Nasty Gal Inc., an online fashion retailer that recently launched a chain of brick-and-mortar stores in L.A., filed for Chapter 11 bankruptcy on Wednesday citing an effort to restructure its balance sheet and “position the company for the future.”

“Our decision to initiate a court-supervised restructuring will enable us to address our immediate liquidity issues, restructure our balance sheet and correct structural issues including reducing our high occupancy costs and restoring compliance with our debt covenants,” said Sheree Waterson, chief executive of Nasty Gal, in a statement.

Nasty Gal has been considering strategic partnerships with other brands and is currently looking to take on a new equity partner or sponsor. The company’s founder, Sophia Amoruso, has become a brand herself in recent years, writing two books, hosting a podcast, creating the #GIRLBOSS foundation and serving as executive producer on an upcoming Netflix series based on her life.
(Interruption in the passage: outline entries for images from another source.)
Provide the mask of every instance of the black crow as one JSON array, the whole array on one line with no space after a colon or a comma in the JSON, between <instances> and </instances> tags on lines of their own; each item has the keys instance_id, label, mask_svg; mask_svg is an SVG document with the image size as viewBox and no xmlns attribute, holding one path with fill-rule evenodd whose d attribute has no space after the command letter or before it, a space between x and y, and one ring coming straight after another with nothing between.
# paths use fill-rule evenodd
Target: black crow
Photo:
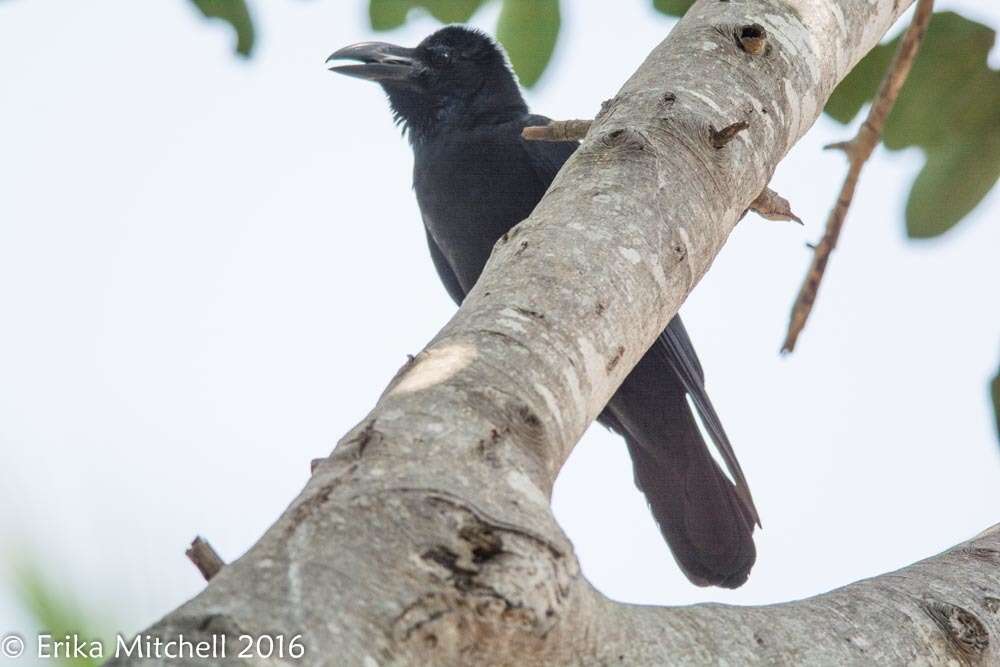
<instances>
[{"instance_id":1,"label":"black crow","mask_svg":"<svg viewBox=\"0 0 1000 667\"><path fill-rule=\"evenodd\" d=\"M503 50L462 26L416 48L364 42L340 49L331 70L377 81L413 146L413 186L431 259L461 303L494 243L527 218L576 142L532 142L533 115ZM733 481L715 463L687 398ZM735 588L756 558L760 524L750 490L708 394L680 317L675 317L597 418L628 444L636 485L688 579Z\"/></svg>"}]
</instances>

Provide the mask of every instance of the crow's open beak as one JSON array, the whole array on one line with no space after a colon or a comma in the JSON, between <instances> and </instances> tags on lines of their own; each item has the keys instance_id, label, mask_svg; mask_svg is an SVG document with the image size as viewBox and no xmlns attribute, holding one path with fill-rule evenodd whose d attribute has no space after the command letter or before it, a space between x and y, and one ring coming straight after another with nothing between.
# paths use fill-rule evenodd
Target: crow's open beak
<instances>
[{"instance_id":1,"label":"crow's open beak","mask_svg":"<svg viewBox=\"0 0 1000 667\"><path fill-rule=\"evenodd\" d=\"M336 65L331 72L369 81L405 81L419 67L414 50L385 42L361 42L334 51L331 60L357 60L360 65Z\"/></svg>"}]
</instances>

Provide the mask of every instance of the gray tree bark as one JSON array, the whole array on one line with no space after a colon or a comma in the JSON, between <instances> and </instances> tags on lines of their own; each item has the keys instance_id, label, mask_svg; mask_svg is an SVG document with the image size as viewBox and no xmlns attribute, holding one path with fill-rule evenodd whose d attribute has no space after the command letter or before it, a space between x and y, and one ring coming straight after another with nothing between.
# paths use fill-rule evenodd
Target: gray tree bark
<instances>
[{"instance_id":1,"label":"gray tree bark","mask_svg":"<svg viewBox=\"0 0 1000 667\"><path fill-rule=\"evenodd\" d=\"M695 4L287 511L143 634L301 635L301 661L365 667L1000 661L1000 530L803 601L651 608L597 592L549 509L586 426L911 1Z\"/></svg>"}]
</instances>

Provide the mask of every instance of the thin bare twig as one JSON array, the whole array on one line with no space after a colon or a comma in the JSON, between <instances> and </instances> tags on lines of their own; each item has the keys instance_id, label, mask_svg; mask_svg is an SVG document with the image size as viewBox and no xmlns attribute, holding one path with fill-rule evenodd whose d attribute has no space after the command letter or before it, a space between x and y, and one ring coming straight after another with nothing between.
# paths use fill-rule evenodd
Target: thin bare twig
<instances>
[{"instance_id":1,"label":"thin bare twig","mask_svg":"<svg viewBox=\"0 0 1000 667\"><path fill-rule=\"evenodd\" d=\"M813 254L809 272L806 274L799 295L795 299L795 305L792 307L788 333L781 346L782 353L788 353L795 349L799 334L802 333L806 320L809 319L809 313L812 311L816 294L819 291L819 284L823 280L823 273L830 261L830 253L837 246L840 230L844 226L847 211L854 199L854 191L858 185L861 169L871 157L875 147L878 146L882 137L882 128L885 126L885 119L892 111L899 91L902 89L903 83L906 82L906 77L909 75L913 61L920 50L920 44L927 33L927 25L930 23L933 11L934 0L919 0L913 14L913 22L910 23L906 34L903 35L903 40L893 57L892 64L889 65L889 70L886 72L885 78L882 79L878 93L875 94L868 117L861 124L857 135L850 141L827 146L828 149L844 151L851 164L847 171L847 177L844 179L844 185L840 189L840 195L837 197L837 203L834 204L833 210L830 211L830 216L826 220L826 231L816 245L816 252Z\"/></svg>"},{"instance_id":2,"label":"thin bare twig","mask_svg":"<svg viewBox=\"0 0 1000 667\"><path fill-rule=\"evenodd\" d=\"M211 581L212 577L226 565L226 561L222 560L212 545L200 535L194 538L191 548L184 553L201 572L201 576L205 577L205 581Z\"/></svg>"},{"instance_id":3,"label":"thin bare twig","mask_svg":"<svg viewBox=\"0 0 1000 667\"><path fill-rule=\"evenodd\" d=\"M580 141L590 131L592 120L554 120L548 125L531 125L521 130L527 141Z\"/></svg>"}]
</instances>

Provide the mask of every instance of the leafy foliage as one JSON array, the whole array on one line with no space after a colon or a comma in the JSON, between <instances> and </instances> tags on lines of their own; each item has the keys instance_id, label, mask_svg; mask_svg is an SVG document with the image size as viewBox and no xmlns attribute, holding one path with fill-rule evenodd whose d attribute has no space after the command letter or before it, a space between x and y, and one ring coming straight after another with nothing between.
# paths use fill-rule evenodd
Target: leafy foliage
<instances>
[{"instance_id":1,"label":"leafy foliage","mask_svg":"<svg viewBox=\"0 0 1000 667\"><path fill-rule=\"evenodd\" d=\"M997 418L997 438L1000 438L1000 371L990 383L990 394L993 396L993 412Z\"/></svg>"},{"instance_id":2,"label":"leafy foliage","mask_svg":"<svg viewBox=\"0 0 1000 667\"><path fill-rule=\"evenodd\" d=\"M84 613L79 605L61 587L46 577L34 560L22 558L13 566L13 593L18 604L34 618L41 632L55 639L66 635L78 635L81 640L90 640L94 634L93 618ZM108 644L104 644L105 651ZM96 667L100 660L79 657L60 657L58 664L67 667Z\"/></svg>"},{"instance_id":3,"label":"leafy foliage","mask_svg":"<svg viewBox=\"0 0 1000 667\"><path fill-rule=\"evenodd\" d=\"M246 0L191 0L207 18L221 19L236 31L236 53L249 56L253 51L254 27Z\"/></svg>"},{"instance_id":4,"label":"leafy foliage","mask_svg":"<svg viewBox=\"0 0 1000 667\"><path fill-rule=\"evenodd\" d=\"M541 78L559 37L559 0L504 0L497 39L529 88Z\"/></svg>"},{"instance_id":5,"label":"leafy foliage","mask_svg":"<svg viewBox=\"0 0 1000 667\"><path fill-rule=\"evenodd\" d=\"M488 0L369 0L375 30L406 23L411 9L423 9L442 23L463 23ZM559 0L503 0L497 39L507 49L521 83L531 87L548 66L559 37Z\"/></svg>"},{"instance_id":6,"label":"leafy foliage","mask_svg":"<svg viewBox=\"0 0 1000 667\"><path fill-rule=\"evenodd\" d=\"M464 23L485 0L370 0L368 18L374 30L392 30L406 23L411 9L421 8L441 23Z\"/></svg>"},{"instance_id":7,"label":"leafy foliage","mask_svg":"<svg viewBox=\"0 0 1000 667\"><path fill-rule=\"evenodd\" d=\"M850 122L878 89L899 39L877 46L834 91L826 112ZM931 20L885 125L886 148L923 149L927 163L906 205L906 229L929 238L954 227L1000 177L1000 71L987 64L996 33L953 12Z\"/></svg>"},{"instance_id":8,"label":"leafy foliage","mask_svg":"<svg viewBox=\"0 0 1000 667\"><path fill-rule=\"evenodd\" d=\"M653 7L669 16L684 16L693 4L694 0L653 0Z\"/></svg>"}]
</instances>

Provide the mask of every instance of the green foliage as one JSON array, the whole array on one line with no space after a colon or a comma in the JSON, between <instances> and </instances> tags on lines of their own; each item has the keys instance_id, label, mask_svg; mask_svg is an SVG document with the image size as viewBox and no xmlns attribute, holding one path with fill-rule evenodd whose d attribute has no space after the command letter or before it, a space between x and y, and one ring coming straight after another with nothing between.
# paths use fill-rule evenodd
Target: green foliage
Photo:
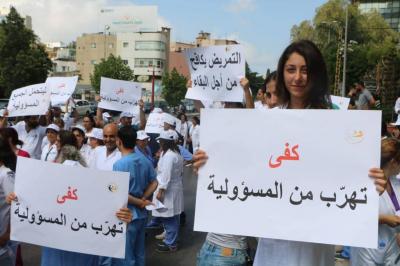
<instances>
[{"instance_id":1,"label":"green foliage","mask_svg":"<svg viewBox=\"0 0 400 266\"><path fill-rule=\"evenodd\" d=\"M171 73L165 72L162 77L161 96L169 106L178 106L185 98L187 79L174 68Z\"/></svg>"},{"instance_id":2,"label":"green foliage","mask_svg":"<svg viewBox=\"0 0 400 266\"><path fill-rule=\"evenodd\" d=\"M255 97L257 95L258 89L261 88L262 85L264 84L264 78L260 76L257 72L251 71L249 64L247 64L247 62L246 62L245 72L246 72L246 78L249 80L251 92Z\"/></svg>"},{"instance_id":3,"label":"green foliage","mask_svg":"<svg viewBox=\"0 0 400 266\"><path fill-rule=\"evenodd\" d=\"M0 97L14 89L42 83L52 62L36 35L14 7L0 24Z\"/></svg>"},{"instance_id":4,"label":"green foliage","mask_svg":"<svg viewBox=\"0 0 400 266\"><path fill-rule=\"evenodd\" d=\"M101 77L127 81L134 79L129 66L124 64L121 57L115 57L113 54L110 54L107 60L101 59L101 62L94 67L93 75L90 75L90 83L96 93L100 93Z\"/></svg>"},{"instance_id":5,"label":"green foliage","mask_svg":"<svg viewBox=\"0 0 400 266\"><path fill-rule=\"evenodd\" d=\"M292 41L309 39L321 49L331 86L334 84L336 54L338 49L343 49L339 35L342 34L344 40L347 2L329 0L316 10L312 22L303 21L291 31ZM392 30L379 13L362 14L356 5L350 5L348 43L354 44L349 45L347 53L346 84L363 79L382 58L393 55L399 39L399 33Z\"/></svg>"}]
</instances>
Amoruso founded Nasty Gal in 2008 from a business she built on eBay selling vintage clothes. Now the company not only sells high-end vintage, but contemporary items under Nasty Gal’s own label. The retailer saw explosive success in the last few years, consistently growing in sales and revenue. Just this year, Amoruso was named one of Forbes “60 Richest, Most Successful Self-Made Women in America.” In fiscal year ending Jan. 31, 2015, Nasty Gal had a net revenue of $85 million, according to court documents.

“Nasty Gal experienced difficulties, however, in managing its business to keep pace with this incredible growth, including adjusting its product mix and merchandise offerings for a booming customer base and developing internal systems to manage and control the business,” according to the declaration for emergency relief.

International sales for the company have dropped off, and about 87 percent of the company’s revenues come from online sales; the rest comes from the retail store locations in Santa Monica and West Hollywood.

The court documents filed this week outline a bumpy recent history for Nasty Gal, which includes receiving $4 million in equity financing from the Stamos + Johnson Fund and a $15 million loan from Hercules Technology Growth Capital, Inc. The company also currently owes more than $80,000 in payroll and more than $329,000 in paid time-off.

Nasty Gal faces more than financial troubles though. Since 2015, the company has been hit with multiple lawsuits from former employees who claimed they were fired unjustly; some for becoming pregnant or seriously ill.